Waiting for the power
During any outage, turn off all circuit breakers, lights, and all major appliances and, if you have electric heat, lower the setting. By reducing the amount of power FortisBC needs to restore, you're helping to avoid an overload outage caused by the initial burst of power required to get all those lights and appliances going again. Leave an outside light on as well as one light inside the house — the inside light lets you know when power has returned and the outside light helps FortisBC determine whose power has not been restored
When power resumes
It is a good idea to wait 10 to 15 minutes after the power has been restored before turning everything back on. This gives the electrical system a chance to stabilize. This is particularly critical in the winter.
Protect your perishables
Keep the refrigerator and freezer doors closed as much as possible to keep food cold. If the doors are continuously opened and closed, it will allow the cold air to escape and be replaced with warmer air. Generally a freezer that is half full will hold for up to 24 hours and a full freezer for 48 hours.
Protect your appliances
Electronic devices are sensitive to voltage surges. FortisBC makes every effort to ensure protection from potential damage caused by power outages or fluctuations by installing protection devices on our transmission and distribution systems. Unfortunately, there are occurrences beyond our control (lightning strikes and vehicles colliding with power poles) that can result in voltage surges and therefore damage to your electronic equipment. A few simple precautionary measures are listed below to help ensure your equipment is protected during an outage:
- Unplug all electronic equipment and appliances like TVs, DVD Players, VCR's, computers, and stereo equipment
- Turn off your washer, dryer, oven, microwave, and dishwasher
- Turn your heating thermostat to the lowest setting or switch it off
Learn more about voltage surges
- Never touch a circuit breaker or fuse with wet hands or while standing on a wet or damp floor.

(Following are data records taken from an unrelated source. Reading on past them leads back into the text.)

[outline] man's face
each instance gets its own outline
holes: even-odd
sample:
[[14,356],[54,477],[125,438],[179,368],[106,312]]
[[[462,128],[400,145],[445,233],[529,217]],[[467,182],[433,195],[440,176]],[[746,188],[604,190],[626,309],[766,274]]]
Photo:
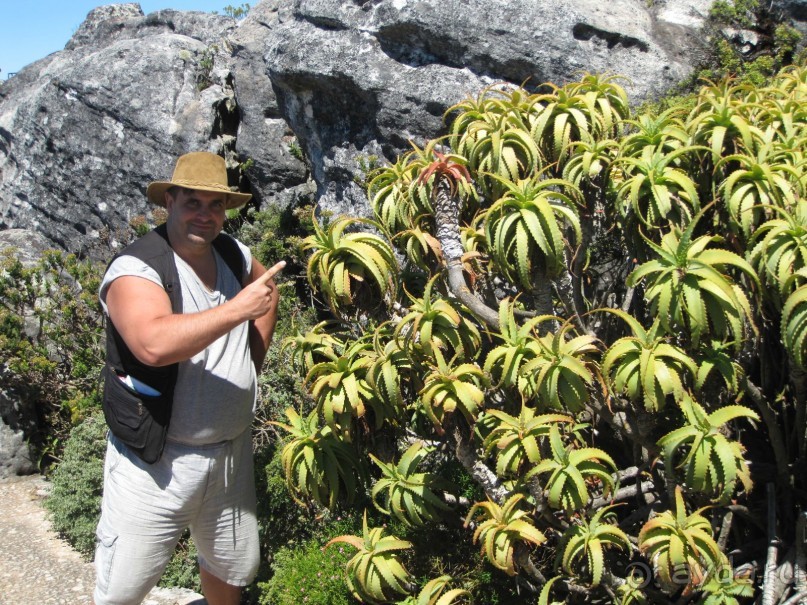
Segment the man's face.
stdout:
[[226,196],[211,191],[177,189],[165,196],[168,224],[190,244],[209,244],[224,227]]

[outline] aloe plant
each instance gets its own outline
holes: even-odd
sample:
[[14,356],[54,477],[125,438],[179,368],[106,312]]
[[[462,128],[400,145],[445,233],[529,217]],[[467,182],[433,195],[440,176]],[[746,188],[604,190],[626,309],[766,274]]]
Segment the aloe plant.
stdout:
[[588,334],[567,338],[571,330],[567,322],[554,334],[539,337],[538,355],[522,368],[524,381],[542,408],[579,412],[589,399],[596,339]]
[[604,506],[591,519],[581,518],[563,533],[558,547],[557,564],[569,575],[581,575],[585,567],[591,585],[598,586],[605,573],[605,550],[616,548],[630,551],[628,536],[619,527],[606,521],[613,506]]
[[488,352],[484,370],[498,386],[515,388],[524,399],[537,396],[532,376],[525,375],[524,365],[542,352],[535,330],[553,316],[538,316],[516,323],[515,302],[505,298],[499,303],[498,338],[502,341]]
[[751,123],[751,107],[743,101],[745,86],[730,80],[710,83],[701,89],[698,102],[686,120],[691,141],[709,148],[712,162],[736,153],[740,147],[753,150],[759,130]]
[[807,367],[807,285],[796,288],[785,300],[781,333],[790,358],[800,368]]
[[695,182],[676,163],[694,150],[681,147],[664,153],[647,146],[638,157],[618,156],[614,165],[625,172],[616,191],[619,213],[652,230],[692,221],[700,210],[700,197]]
[[731,163],[731,173],[720,183],[719,193],[733,223],[746,238],[773,211],[770,207],[795,207],[803,193],[801,174],[787,162],[777,161],[770,145],[755,155],[732,154],[721,158],[716,170]]
[[579,191],[561,179],[540,175],[502,180],[504,192],[483,224],[494,263],[508,280],[532,288],[535,276],[556,277],[565,266],[564,232],[582,241],[575,199]]
[[762,224],[753,234],[755,244],[748,255],[764,292],[776,306],[795,285],[791,278],[807,267],[807,201],[799,200],[792,211],[772,208],[776,217]]
[[563,166],[563,178],[578,188],[604,178],[617,156],[618,146],[614,139],[572,143],[569,161]]
[[298,331],[283,340],[281,350],[291,350],[292,363],[308,373],[318,363],[335,360],[344,349],[344,340],[335,326],[333,321],[323,321],[305,334]]
[[339,217],[321,227],[314,219],[314,233],[303,242],[305,250],[313,250],[308,281],[314,290],[325,293],[335,311],[359,302],[359,293],[380,301],[395,294],[397,261],[392,247],[378,235],[345,232],[359,223],[372,222]]
[[410,596],[397,605],[459,605],[471,603],[471,593],[462,588],[452,588],[444,592],[451,582],[451,576],[443,575],[426,582],[418,595]]
[[419,226],[399,231],[393,241],[416,267],[429,274],[436,273],[443,262],[440,241]]
[[367,187],[370,206],[390,233],[416,226],[422,209],[412,199],[410,190],[424,165],[425,161],[410,151],[391,166],[378,170],[370,180]]
[[687,423],[658,441],[665,464],[670,468],[675,466],[676,453],[685,449],[686,455],[679,466],[683,467],[690,488],[710,494],[723,503],[732,497],[737,482],[749,491],[751,476],[742,446],[728,439],[722,430],[731,420],[746,417],[759,421],[759,415],[740,405],[724,406],[707,414],[688,395],[681,399],[680,406]]
[[552,92],[537,95],[530,115],[530,134],[548,162],[562,163],[571,143],[589,141],[603,127],[591,99],[574,85],[550,85]]
[[541,592],[538,594],[538,605],[564,605],[565,601],[549,600],[552,597],[552,586],[561,579],[560,576],[555,576],[551,580],[547,580],[546,584],[541,588]]
[[409,293],[410,306],[395,327],[394,338],[410,353],[429,357],[435,350],[449,357],[473,359],[479,354],[481,336],[462,306],[433,293],[436,277],[429,280],[421,298]]
[[541,461],[540,442],[549,436],[549,427],[556,422],[572,422],[563,414],[539,414],[525,404],[518,418],[503,410],[489,410],[486,415],[492,426],[485,437],[485,453],[496,451],[496,474],[499,477],[518,476],[528,463]]
[[412,543],[395,536],[385,536],[381,527],[367,525],[364,513],[362,537],[337,536],[325,548],[343,542],[358,552],[347,562],[347,584],[359,601],[382,605],[395,595],[412,592],[412,577],[401,563],[398,552],[412,548]]
[[633,130],[625,136],[619,147],[620,155],[640,157],[645,148],[666,156],[686,147],[689,133],[681,119],[680,107],[670,107],[658,115],[642,114],[634,120],[625,120]]
[[614,605],[646,605],[647,595],[642,590],[645,585],[645,578],[631,570],[631,574],[625,578],[625,583],[616,588]]
[[[414,364],[409,352],[395,339],[390,324],[379,326],[373,338],[375,360],[367,370],[367,384],[385,405],[397,412],[406,408],[404,389]],[[397,415],[397,414],[396,414]]]
[[622,123],[630,116],[630,104],[625,89],[617,84],[624,77],[616,74],[585,73],[567,87],[572,94],[582,96],[588,113],[596,117],[591,128],[597,140],[621,134]]
[[[327,460],[317,448],[341,439],[371,467],[379,514],[418,525],[418,536],[460,537],[452,516],[484,493],[466,537],[497,573],[538,587],[540,605],[742,601],[748,586],[707,570],[725,563],[724,548],[764,560],[764,547],[743,541],[756,520],[735,514],[726,531],[728,503],[766,510],[746,459],[773,444],[777,477],[793,487],[769,509],[783,523],[804,491],[792,463],[807,393],[805,74],[754,90],[709,85],[660,115],[631,117],[624,91],[592,75],[547,94],[497,83],[451,108],[445,137],[371,179],[408,296],[382,293],[365,271],[350,292],[390,308],[345,303],[335,310],[349,329],[323,325],[288,345],[309,390],[319,386],[313,436],[289,438],[294,496],[311,499]],[[745,401],[764,420],[753,435]],[[338,460],[327,479],[338,499],[317,496],[327,505],[349,489]],[[463,482],[450,510],[453,492],[432,475],[446,471]],[[620,478],[629,484],[617,489]],[[610,508],[625,499],[635,510]],[[609,569],[635,561],[629,543],[654,576]],[[462,563],[461,548],[439,561],[420,550],[421,585]],[[396,592],[378,577],[386,588],[365,602],[465,604],[460,588],[475,591],[473,580],[450,590],[438,577]]]
[[649,330],[631,315],[610,309],[631,329],[632,335],[615,341],[605,352],[602,373],[612,391],[630,401],[642,401],[648,411],[661,410],[667,396],[678,400],[698,373],[695,361],[672,344],[657,319]]
[[320,427],[316,411],[303,417],[288,408],[286,417],[288,424],[271,424],[291,437],[280,453],[289,493],[297,500],[311,499],[331,509],[342,497],[352,502],[366,481],[355,450],[337,439],[329,426]]
[[611,473],[616,471],[611,456],[594,447],[575,448],[566,445],[557,424],[549,428],[552,457],[546,458],[524,475],[525,480],[549,473],[544,483],[547,502],[566,512],[582,510],[591,500],[587,480],[598,480],[603,493],[614,489]]
[[438,431],[454,412],[459,411],[473,424],[485,401],[485,375],[473,363],[453,364],[434,350],[434,365],[424,379],[419,393],[420,404],[426,416]]
[[404,525],[420,526],[427,521],[439,521],[441,511],[450,510],[435,493],[436,489],[448,489],[450,485],[434,473],[415,472],[428,453],[429,450],[417,441],[404,452],[397,464],[382,462],[370,454],[382,474],[373,486],[373,504]]
[[510,122],[505,115],[493,125],[477,122],[468,129],[474,140],[467,151],[469,165],[481,176],[480,185],[492,199],[501,195],[504,183],[529,179],[543,163],[530,133]]
[[306,375],[305,382],[325,422],[345,439],[350,439],[351,420],[364,418],[368,408],[375,412],[376,428],[395,417],[396,410],[376,397],[367,382],[375,360],[372,343],[360,339],[335,359],[314,365]]
[[700,514],[703,510],[687,515],[683,493],[676,487],[675,511],[651,518],[639,532],[639,550],[653,562],[666,588],[680,588],[676,578],[681,571],[688,574],[688,586],[699,586],[707,571],[726,564],[709,520]]
[[[725,574],[723,574],[725,575]],[[750,578],[721,577],[721,574],[710,574],[703,586],[700,605],[740,605],[740,598],[754,595],[754,582]]]
[[540,546],[546,542],[546,536],[530,522],[529,513],[518,507],[523,499],[524,494],[513,494],[501,506],[493,501],[477,502],[465,518],[467,527],[477,512],[482,514],[474,531],[474,544],[481,543],[485,558],[511,576],[516,574],[516,545]]
[[738,270],[756,286],[759,278],[734,252],[710,247],[720,242],[720,237],[693,239],[696,222],[693,220],[683,233],[674,230],[665,234],[661,245],[647,241],[655,258],[637,267],[628,276],[628,284],[645,282],[650,312],[665,330],[685,328],[695,345],[706,334],[739,344],[746,326],[755,326],[748,297],[727,269]]
[[695,351],[695,362],[698,364],[698,375],[695,380],[695,389],[703,391],[711,377],[719,377],[729,394],[740,391],[741,382],[745,376],[743,367],[732,356],[734,343],[712,339],[703,342]]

- If you use a computer, keep your files backed up on regular basis. Turn off all computers, monitors, printers, copiers, scanners and other devices when they are not being used. This way, if the power goes out, this equipment will have already been safely shut down.
- Purchase a surge protector for all of your computer and electrical equipment. If you use the computer a lot, such as for a home business, consider purchasing and installing an uninterruptible power supply (UPS).
- If you have an electric garage door opener, locate the manual release lever and learn how to operate it. Make sure you can lift the door using the manual lever and do this while someone else is around.
- If you have a home based business that relies on a telephone system that requires electricity such as a cordless phone, fax machine, or answering machine, try to plan for alternate methods of communication. This could look like having a standard telephone handset or cellular telephone.
- Keep your vehicles' fuel tank at least half full because gas stations rely on electricity to power their pumps and if you need to travel to a friend or family's home to stay the night, you will not be able to obtain fuel.
- If possible, put your sensitive electronic equipment on a dedicated circuit. If you cannot arrange a dedicated circuit, avoid plugging sensitive items into the same circuit as devices like air conditioners or power tools - they draw power strongly and disturb the flow of electricity.
- Make sure you have a good grounding system for your home (check with your electrician). Use three-pronged plugs for equipment that requires them. Never remove the grounding pin from the plug.
- Purchase surge protection for your sensitive equipment. It provides protection against potential over-voltage, up to the design limits of the device. It will not, however, provide complete protection against extensive over-voltages, such as spikes caused by lightning. When buying surge protection, make sure it has three-mode protection: Line-Line, Line-Neutral and Neutral Ground.
- Have your wiring checked by a qualified electrician. For certain applications, the use of an uninterruptible power supply (UPS) is recommended. These units supply power from batteries when they sense power failing. The more sophisticated the UPS, the more types of electrical problems they can handle.
- Fuel-burning equipment (barbeques, camping stoves, etc.) should never be used indoors as they are a fire hazard and can produce dangerous levels of carbon monoxide.